With the NBA preseason in full swing, the fantasy basketball season is now less than a week away. Unfortunately for me, it will not come quickly enough as my fantasy football team is slowly imploding with each passing week. For struggling owners, fantasy basketball may be the life from the turbulent waters of fantasy football, representing an opportunity to return to the shores of fantasy success. This means I’m turning my full attention towards fantasy basketball draft prep in order to numb the pain of my football failures.
With a majority of fantasy basketball leagues carrying a shallow bench (usually three players), it is pivotal for owners to nail their late-round picks. These selections carry added weight since these players will contribute toward the final outcome every week. In order to win, every rostered play must be in the lineup and hold enough value to warrant their spot. Backend production may seem marginal compared to a team’s aggregated weekly totals, but selecting solid backups with upside late in the draft raises the ceiling of your team.

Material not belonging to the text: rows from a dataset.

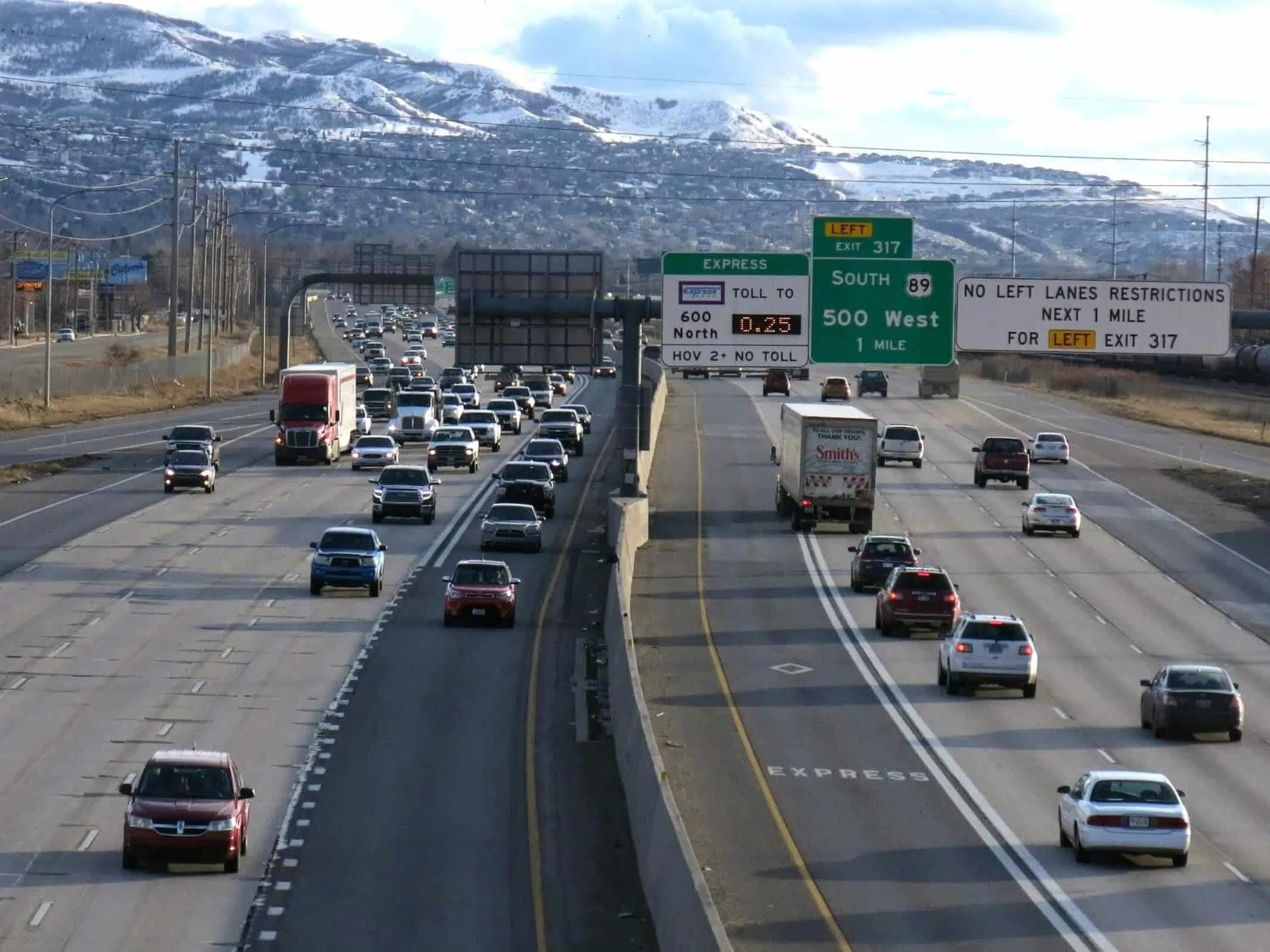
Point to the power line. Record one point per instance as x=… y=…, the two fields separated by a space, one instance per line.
x=436 y=119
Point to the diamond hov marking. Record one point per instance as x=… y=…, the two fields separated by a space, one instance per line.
x=790 y=668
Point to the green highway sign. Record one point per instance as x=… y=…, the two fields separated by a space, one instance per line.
x=881 y=311
x=837 y=237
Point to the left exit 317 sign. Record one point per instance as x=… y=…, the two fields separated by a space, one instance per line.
x=735 y=310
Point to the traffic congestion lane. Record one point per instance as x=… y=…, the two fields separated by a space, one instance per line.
x=1102 y=620
x=419 y=826
x=872 y=836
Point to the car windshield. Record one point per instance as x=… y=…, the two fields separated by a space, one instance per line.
x=482 y=575
x=1132 y=791
x=924 y=582
x=1002 y=445
x=194 y=435
x=536 y=473
x=1198 y=681
x=186 y=782
x=404 y=477
x=993 y=631
x=905 y=433
x=356 y=541
x=510 y=512
x=885 y=550
x=544 y=447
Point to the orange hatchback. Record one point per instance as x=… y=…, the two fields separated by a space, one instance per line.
x=187 y=807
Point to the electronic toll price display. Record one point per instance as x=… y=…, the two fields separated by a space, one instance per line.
x=735 y=310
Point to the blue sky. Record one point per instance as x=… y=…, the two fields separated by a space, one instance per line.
x=1082 y=77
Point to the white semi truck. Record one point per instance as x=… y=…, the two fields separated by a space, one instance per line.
x=828 y=466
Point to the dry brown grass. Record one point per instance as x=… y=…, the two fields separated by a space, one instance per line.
x=26 y=473
x=239 y=380
x=1136 y=395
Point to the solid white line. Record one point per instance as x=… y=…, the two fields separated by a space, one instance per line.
x=1237 y=872
x=40 y=914
x=856 y=646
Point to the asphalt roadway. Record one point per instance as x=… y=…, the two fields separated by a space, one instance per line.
x=847 y=802
x=136 y=621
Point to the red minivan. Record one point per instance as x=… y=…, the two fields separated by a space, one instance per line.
x=187 y=807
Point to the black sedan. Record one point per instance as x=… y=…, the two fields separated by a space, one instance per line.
x=1192 y=699
x=876 y=556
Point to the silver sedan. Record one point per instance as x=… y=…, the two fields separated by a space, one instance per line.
x=1051 y=512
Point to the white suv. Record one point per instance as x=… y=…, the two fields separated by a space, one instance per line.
x=989 y=649
x=903 y=444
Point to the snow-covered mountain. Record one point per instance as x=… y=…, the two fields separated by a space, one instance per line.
x=389 y=148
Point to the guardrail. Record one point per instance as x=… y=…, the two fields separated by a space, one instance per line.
x=684 y=911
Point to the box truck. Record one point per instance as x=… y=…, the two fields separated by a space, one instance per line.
x=317 y=414
x=828 y=466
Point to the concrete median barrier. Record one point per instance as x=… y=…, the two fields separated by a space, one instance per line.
x=684 y=911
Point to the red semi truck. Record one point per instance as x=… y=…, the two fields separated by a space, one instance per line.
x=317 y=413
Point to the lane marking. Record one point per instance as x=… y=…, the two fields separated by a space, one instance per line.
x=531 y=705
x=1238 y=874
x=40 y=914
x=774 y=810
x=1073 y=926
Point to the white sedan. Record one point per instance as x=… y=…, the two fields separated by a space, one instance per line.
x=1049 y=448
x=1052 y=512
x=1125 y=811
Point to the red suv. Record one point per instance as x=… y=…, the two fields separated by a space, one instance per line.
x=187 y=807
x=917 y=598
x=481 y=591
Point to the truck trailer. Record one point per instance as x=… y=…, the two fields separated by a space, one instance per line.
x=828 y=466
x=317 y=414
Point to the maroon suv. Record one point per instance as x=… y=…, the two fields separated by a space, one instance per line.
x=187 y=807
x=917 y=598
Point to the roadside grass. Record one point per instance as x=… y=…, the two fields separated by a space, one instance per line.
x=1136 y=395
x=26 y=473
x=241 y=379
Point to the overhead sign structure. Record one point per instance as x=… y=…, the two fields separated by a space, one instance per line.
x=882 y=311
x=735 y=310
x=1049 y=317
x=836 y=237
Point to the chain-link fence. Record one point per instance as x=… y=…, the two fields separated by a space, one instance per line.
x=28 y=380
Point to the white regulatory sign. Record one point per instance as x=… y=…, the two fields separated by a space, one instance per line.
x=1048 y=317
x=735 y=310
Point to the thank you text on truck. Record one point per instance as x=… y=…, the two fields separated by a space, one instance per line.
x=828 y=466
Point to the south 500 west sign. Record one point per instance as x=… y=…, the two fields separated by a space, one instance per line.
x=1179 y=319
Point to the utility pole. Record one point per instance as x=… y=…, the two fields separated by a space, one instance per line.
x=1256 y=243
x=193 y=241
x=174 y=258
x=1207 y=142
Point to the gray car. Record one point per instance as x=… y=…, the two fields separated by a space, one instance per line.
x=511 y=526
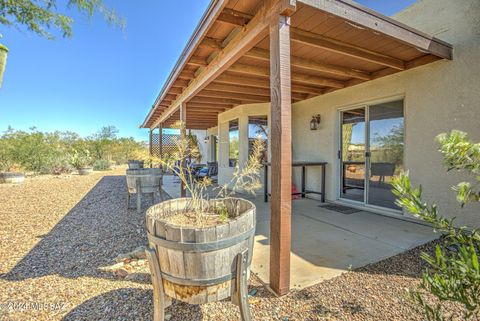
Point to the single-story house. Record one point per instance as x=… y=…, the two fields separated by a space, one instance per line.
x=335 y=82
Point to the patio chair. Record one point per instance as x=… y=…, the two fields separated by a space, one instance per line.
x=210 y=171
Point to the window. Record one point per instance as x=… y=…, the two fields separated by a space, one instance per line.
x=233 y=143
x=258 y=129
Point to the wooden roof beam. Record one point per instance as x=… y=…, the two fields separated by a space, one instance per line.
x=230 y=95
x=298 y=78
x=234 y=79
x=318 y=41
x=215 y=101
x=262 y=54
x=366 y=18
x=211 y=43
x=243 y=41
x=219 y=87
x=234 y=17
x=197 y=61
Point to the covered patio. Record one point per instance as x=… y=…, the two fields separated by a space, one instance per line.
x=282 y=52
x=327 y=243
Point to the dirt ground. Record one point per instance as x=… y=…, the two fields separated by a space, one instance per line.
x=57 y=232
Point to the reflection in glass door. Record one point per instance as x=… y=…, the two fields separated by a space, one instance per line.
x=352 y=154
x=386 y=129
x=371 y=152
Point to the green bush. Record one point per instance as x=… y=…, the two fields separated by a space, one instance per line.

While there are a plethora of high-upside, low investment players to consider this season, Boston Celtics forward Amir Johnson is currently one of the more undervalued fantasy sleepers heading into the regular season.
The former Toronto Raptor signed in Boston this offseason two a two-year $12 Million deal in an effort to provide added rim protection to one of the worst defensive frontcourts in the league last season. Surrounded by Kelly Olynyk, Jared Sullinger, and David Lee, Johnson immediately became best defensive big on the team the second he signed. Johnson saved 4.4 points per game while reregistering roughly a block per game last season in Toronto which many considered to be a down season.
Even after a disappointing year in the 6ix, Johnson, at the very least, will carve out a role as a strong rotational big to protect the paint. With so much competition in the frontcourt, the most important thing for fantasy owners to remember is that Johnson will see the court.
Owners should ensure that their sleepers have an opportunity to be successful immediately, and Johnson is currently in a battle to win the starting center job. Given the uncertainty surrounding the Celtics rotation, Johnson is unsurprisingly ranked 169 on Razzball’s current top 200 fantasy rankings.
However, Johnson has emerged on the fantasy radar after a strong showing through his performance in the first two preseason games. Averaging 12.5 points on 64.7 percent shooting, 5.5 rebounds, 1.5 assists, 1.5 steals and 1.5 blocks, Johnson appears to be a stat-stuffing center in Boston.
While his production dipped in his fifth preseason game (8 points, 1 rebounds, 1 assist, 1 block), Johnson still has a high ceiling if he is able to break into the starting five for good. As the preseason continues to unfold, owners should continue to monitor his usage and role in Boston. It is rare enough to find a center capable of augmenting team’s output in multiple categories (especially steals and assists), let alone finding that player in the 14th or 15th round of the draft.
If he continues to contribute in multiple categories, Johnson will be a legitimate fantasy option this year.